Terrible revelations
Simple logic
of revelation: once something has been revealed, nothing can un-reveal it. Once
a particular technology was invented, we can never say it has never existed. Insofar
as Being is concerned, once we have understood that it is the repository of truths
that come to surprise us, it will always present itself as capable of surprises.
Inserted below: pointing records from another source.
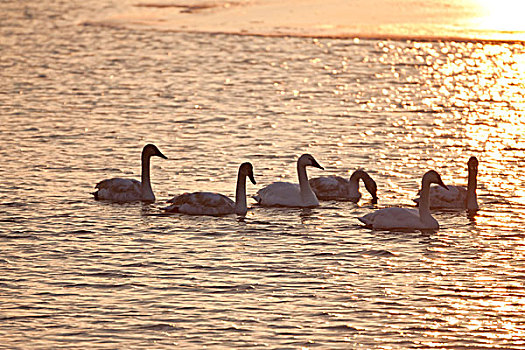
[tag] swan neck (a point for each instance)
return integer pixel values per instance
(308, 197)
(472, 201)
(353, 183)
(241, 207)
(424, 203)
(147, 192)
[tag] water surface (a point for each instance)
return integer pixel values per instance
(77, 104)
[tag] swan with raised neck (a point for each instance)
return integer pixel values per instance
(457, 196)
(337, 188)
(209, 203)
(130, 190)
(396, 218)
(286, 194)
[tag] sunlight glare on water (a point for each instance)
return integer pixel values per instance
(79, 273)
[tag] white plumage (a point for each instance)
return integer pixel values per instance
(337, 188)
(208, 203)
(404, 218)
(130, 190)
(286, 194)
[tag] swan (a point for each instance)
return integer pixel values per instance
(457, 196)
(286, 194)
(208, 203)
(337, 188)
(130, 190)
(403, 218)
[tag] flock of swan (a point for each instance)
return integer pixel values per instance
(305, 194)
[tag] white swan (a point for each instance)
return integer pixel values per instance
(130, 190)
(208, 203)
(337, 188)
(286, 194)
(457, 196)
(403, 218)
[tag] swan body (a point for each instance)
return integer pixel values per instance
(457, 196)
(404, 218)
(130, 190)
(208, 203)
(337, 188)
(286, 194)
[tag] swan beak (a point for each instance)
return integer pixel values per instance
(317, 165)
(252, 179)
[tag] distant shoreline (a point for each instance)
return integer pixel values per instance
(433, 20)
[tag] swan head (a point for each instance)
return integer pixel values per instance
(246, 169)
(308, 160)
(371, 187)
(473, 164)
(431, 177)
(152, 150)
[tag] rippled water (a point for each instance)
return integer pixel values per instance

And so, we always expect to come out surprised from the encounter with Being. And
that’s why we fear it: because surprises often hurt. In the texts of Christian
mystics, revelations are always terrifying, painful realizations of a truth
that cannot be named or spoken. They speak of joy and enlightenment, but this
is a painful enlightenment, one that requires the deep wounding of the
humanness in the mystic.
Life of Francis of Assisi, by José Benlliure y Gil Source: Wikipedia |
Freud’s
Uncanny is the occurrence of something familiar in an unfamiliar environment:
of something we knew from a prior experience but never expected to encounter
again; not here, not now. The uncanny is a miracle we want to reject, because
it is too terrifying. Just like above. To Freud, it is through ‘miracles’ that we
relate back to the Unconscious. To Florovsky, it is through ‘miracles’ that we
relate back to the Divine. To Heidegger, it is through ‘miracles’ we relate
back to Being. Of course, they use different words to designate these miracles:
Uncanny, Revelation, Event. But do they sound similar, the three of them? Maybe
not overlappingly so, since they are situated differently, treated by different
means. But the Unconscious, the Divine, and Being do have things in common; the
most prominent of which is the reference to something that we perceive as an overwhelming
complexity, as an entity we strive to attain but never succeed. And that gives
us food for thought when it comes to writing. Because writing is, in spite of everything
we suspect, capable of enacting miracles.